Walking into Room 128, the first things you might notice are the conspicuous masking tape outlines of corpses scattered around the floor, fingerprint classification charts and DNA posters hanging on the walls. This is the home of Alisa Jeremica’s three forensics classes, the first ones ever taught at Liberty.
Jeremica student-taught a forensics class at Lakes High School six years ago, and asked for a forensics class at Liberty after she began teaching here in 2007. Approval for the class didn’t come from the Issaquah School District until May of this year, however.
“With first-year classes, there is usually a lack of experience and a lack of equipment,” junior forensics student Alyssa Nanney said. “But Forensics has really been put together quite well and Mrs. Jeremica has done a very good job of integrating what we know from other science classes with the new information she teaches us.”

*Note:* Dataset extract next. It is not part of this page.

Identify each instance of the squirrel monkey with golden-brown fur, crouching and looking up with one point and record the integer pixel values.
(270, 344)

Forensics is not your traditional science course. Covering topics from DNA analysis and fingerprinting to crime scene investigation, its criminal and CSI appeal has drawn a combined 93 seniors and juniors to take the class. Students have examined mock crime scenes where they traced physical evidence to a student in the school, and recently, they inspected their own fingerprints to determine how easy they would be to catch if they were to commit a crime.
“Forensics is more of an application class than the other, more traditional sciences,” Jeremica said. “We learn one specific idea or technique from the different sciences, like biology, chemistry, and physics, and then we apply that to some situation in order to solve a crime or process a certain kind of evidence.”
Although Forensics relies on many biology, chemistry, and physics concepts, it is not an overly rigorous science class.
“I’d say that a student with a pretty strong biology background, a basic understanding of chemistry and some reasonable math skills would be just fine taking my class,” Jeremica said.